The Covariance or Correlation matrix can be used, with the diagonal elements unchanged.
- The covariance matrix is used if the intention is to enable the future creating of factor scores directly from measurements of the variables concern.
- The correlation matrix is the same as the covariance matrix, except that all measurements are transformed to that with mean value=0 and Standard Deviation=1. It is more useful to researchers wishing to examine how the variables contribute to the factors, but the creation of subsequent factor scores requires the variables to be firstly converted the z value (z = (value-mean)/Standard Deviation).
Although the resulting Factor pattern matrix can be used to describe the relationship between the variables to each factor, the main purpose of the Principal Component Analysis is to use the Factor Pattern to create Factor Scores for clinical use.

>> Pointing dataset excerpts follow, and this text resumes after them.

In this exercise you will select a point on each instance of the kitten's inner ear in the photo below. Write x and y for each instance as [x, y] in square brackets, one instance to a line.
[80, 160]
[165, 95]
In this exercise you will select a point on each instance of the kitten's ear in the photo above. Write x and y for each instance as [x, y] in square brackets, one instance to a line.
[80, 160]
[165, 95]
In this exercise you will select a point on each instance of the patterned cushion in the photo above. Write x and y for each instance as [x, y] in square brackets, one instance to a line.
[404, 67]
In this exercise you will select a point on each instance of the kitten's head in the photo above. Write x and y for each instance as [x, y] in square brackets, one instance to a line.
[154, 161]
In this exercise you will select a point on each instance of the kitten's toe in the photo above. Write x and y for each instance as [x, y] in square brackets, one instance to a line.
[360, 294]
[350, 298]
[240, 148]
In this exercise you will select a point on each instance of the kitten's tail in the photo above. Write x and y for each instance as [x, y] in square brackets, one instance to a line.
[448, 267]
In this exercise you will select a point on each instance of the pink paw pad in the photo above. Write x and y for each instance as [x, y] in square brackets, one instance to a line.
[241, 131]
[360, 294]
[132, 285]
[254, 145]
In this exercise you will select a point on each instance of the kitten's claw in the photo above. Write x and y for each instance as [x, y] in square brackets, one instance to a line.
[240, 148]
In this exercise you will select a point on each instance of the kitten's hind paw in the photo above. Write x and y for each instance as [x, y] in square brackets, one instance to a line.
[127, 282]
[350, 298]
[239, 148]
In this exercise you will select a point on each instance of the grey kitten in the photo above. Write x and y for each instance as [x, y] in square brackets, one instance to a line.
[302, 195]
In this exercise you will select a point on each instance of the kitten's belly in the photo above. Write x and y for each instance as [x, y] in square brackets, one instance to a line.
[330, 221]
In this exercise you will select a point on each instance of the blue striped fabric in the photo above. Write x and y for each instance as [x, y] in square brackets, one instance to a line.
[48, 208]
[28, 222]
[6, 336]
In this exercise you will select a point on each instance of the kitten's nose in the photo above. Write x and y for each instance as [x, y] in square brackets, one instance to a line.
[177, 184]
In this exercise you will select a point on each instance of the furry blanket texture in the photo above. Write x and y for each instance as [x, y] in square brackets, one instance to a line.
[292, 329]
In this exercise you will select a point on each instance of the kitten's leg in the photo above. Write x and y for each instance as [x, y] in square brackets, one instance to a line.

There are numerous methods of extracting factors/components from a correlation or covariance matrix, each with its own assumptions and procedures. Although they all produce approximately the same results, from the theoretical point of view, the results mean different things. StatTools does not cover most of the methods, only mention the Maximum Likelihood method, and describes the Jacobi Method.

The Maximum Likelihood method provides a good estimate of relationship between variables and their factors, and is usually used in Confirmatory Factor Analysis and in the Principal Factor model of Exploratory Factor Analysis.

The Jacobi method is essentially a mathematical rotation of the original matrix into a Principal Component matrix. The amount of information is retained, but the Principal Components contain a hierarchy of the variances, so that the major components can be retained for further analysis, while the minor ones contains only trivial information are discarded. This method is presented by StatTools as it is used as default by SPSS, and is the simplest, most commonly method of extraction used.

.	var_1	var_2	var_3	var_4	var_5	var_6
var_1	1.00	0.70	-0.26	-0.27	0.38	0.19
var_2	0.70	1.00	-0.19	-0.38	0.38	-0.03
var_3	-0.26	-0.19	1.00	0.50	0.00	0.05
var_4	-0.27	-0.38	0.50	1.00	0.13	0.28
var_5	0.38	0.38	0.00	0.13	1.00	0.57
var_6	0.19	-0.03	0.05	0.28	0.57	1.00

.	Comp_1	Comp_2	Comp_3	Comp_4	Comp_5	Comp_6
var_1	-0.86	-0.09	0.21	0.33	-0.23	0.22
var_2	-0.84	0.06	0.42	-0.03	0.10	-0.31
var_3	0.49	-0.46	0.66	-0.25	-0.22	0.06
var_4	0.52	-0.68	0.15	0.44	0.23	-0.08
var_5	-0.55	-0.69	-0.07	-0.26	0.35	0.17
var_6	-0.21	-0.79	-0.44	-0.05	-0.33	-0.17
Eigen Value	2.29	1.79	0.88	0.44	0.40	0.21

An example uses the default data from the Factor Analysis - Principal Component Extraction Program Page . The table to the left is the original correlation matrix, and that to the right the transformed Principal Component matrix. Please note that the same number of Principle Components as the number of variables are produced, but there is a hierarchy in the amount of information from left to right, represented by the Eigen value. The common approach is to retain those Principal Components that have Eigen values >=1 for further analysis, and rejecting the remainder as trivial. In this example, the first two components (Eigen values of 2.29 and 1.79) are retained.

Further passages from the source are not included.